Wow. Setup took 12 GB of my disk. First impression: nice UI, but no idea what to do with it or how to create a project. Tells me "session expired" no matter what I try to do. Definitely not batteries-included kind of stuff, will need to explore later.

I've been looking for a project that would have an easy free/extremely cheap way to do OCR/image recognition for generating ALT text automatically for social media. Some sort of embedded implementation that looks at an image and is either able to transcribe the text, or (preferably) transcribe the text AND do some brief image recognition.

I generally do this manually with Claude and it's able to do it lightning fast, but a small dev making a third party Bluesky/Mastodon/etc client doesn't have the resources to pay for an AI API.

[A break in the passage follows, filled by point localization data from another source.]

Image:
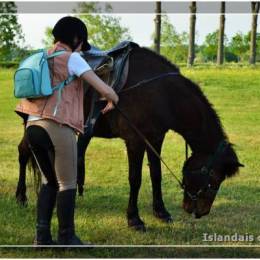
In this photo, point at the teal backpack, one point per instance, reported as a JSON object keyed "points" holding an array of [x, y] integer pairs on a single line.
{"points": [[32, 78]]}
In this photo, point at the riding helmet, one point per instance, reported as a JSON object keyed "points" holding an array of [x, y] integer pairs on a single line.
{"points": [[69, 27]]}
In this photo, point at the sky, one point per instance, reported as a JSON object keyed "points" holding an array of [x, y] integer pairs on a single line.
{"points": [[141, 26]]}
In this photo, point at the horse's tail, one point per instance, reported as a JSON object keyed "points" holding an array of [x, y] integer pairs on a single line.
{"points": [[34, 169]]}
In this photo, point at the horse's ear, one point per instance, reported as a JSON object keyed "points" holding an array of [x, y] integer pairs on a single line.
{"points": [[240, 164], [231, 167]]}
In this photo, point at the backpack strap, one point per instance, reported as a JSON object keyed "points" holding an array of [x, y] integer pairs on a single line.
{"points": [[59, 87], [54, 54]]}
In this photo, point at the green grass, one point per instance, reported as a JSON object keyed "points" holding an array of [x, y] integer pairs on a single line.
{"points": [[100, 214]]}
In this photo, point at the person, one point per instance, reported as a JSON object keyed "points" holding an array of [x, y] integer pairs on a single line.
{"points": [[52, 138]]}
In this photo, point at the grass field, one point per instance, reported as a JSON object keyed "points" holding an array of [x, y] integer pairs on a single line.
{"points": [[100, 214]]}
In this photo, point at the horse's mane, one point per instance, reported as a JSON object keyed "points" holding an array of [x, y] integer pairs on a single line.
{"points": [[196, 90], [163, 59], [212, 114]]}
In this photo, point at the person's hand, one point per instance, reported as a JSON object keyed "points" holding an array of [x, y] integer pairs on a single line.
{"points": [[110, 106]]}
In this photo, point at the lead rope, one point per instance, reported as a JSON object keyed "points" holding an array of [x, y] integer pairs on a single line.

  • Such an approach moves the cost of accessibility to each user individually. It is not bad as a fallback mechanism, but I hope that those who publish won't decide that AI absolves them of the need to post accessible content. After all, if they generate the alt text on their side, they can do it only once and it would be accessible to everyone while saving multiple executions of the same recognition task on the other end. Additionally, they have more control how the image would be interpreted and I hope that this really would matter.

What differentiates this from other tools? Eg tesseract, EasyOcr?

They lost me when they suggested I install docker.

Now, I wouldn't mind if they suggested that as an _option_ for people whose system might exhibit compatibility problems, but - come on! How lazy can you get? You can't be bothered to cater to anything other than your own development environment, which you want us to reproduce? Then maybe call yourself "OCR4me", not "OCR4all".

  • > How lazy can you get?"

    Genuine question: What would the ideal docker-free solution look like in your opinion? That is, something that is accessible to the average university student, researcher, and faculty member? What installation tool/package manager would this hypothetical common user use? How many hoops would they have to jump through? The hub page lists the various dependencies [0], which on their own are pretty complicated packages.

    [0] https://hub.docker.com/r/uniwuezpd/ocr4all

I don't wish to speak out of turn, but it doesn't look like this project has been active for about 1 year. I checked GitHub and the last update was in Feb 2024. Their last post to X was 25 OCT 2023. :(

It's cool but is there any doubt that this will be very obsolete very soon? This is like how image recognition worked pre-CNN.

(It looks like the project started in 2022. So maybe it wasn't obvious at the time)

This looks promising, not sure how it stacks up to Transkribus which seems to be the leader in the space since it has support for handwritten and trainable ML for your dataset.

Training a model exclusively on written material from specific time periods would be a fascinating way to explore history, specially at schools.

I've been using tesseract for a few years on a personal project, I'd be interested to know how they compare in terms of system resources, given that I am running it on a dell optiplex micro with 8 gigs of ram and 6-th gen i5 - tesseract is barely noticeable so it's just my curiosity at this point, I don't have any reasons to even consider switching over. I do however have a large dataset of several hundred gbs of scanned pdfs which would be worth digitalizing when I find some time to spare.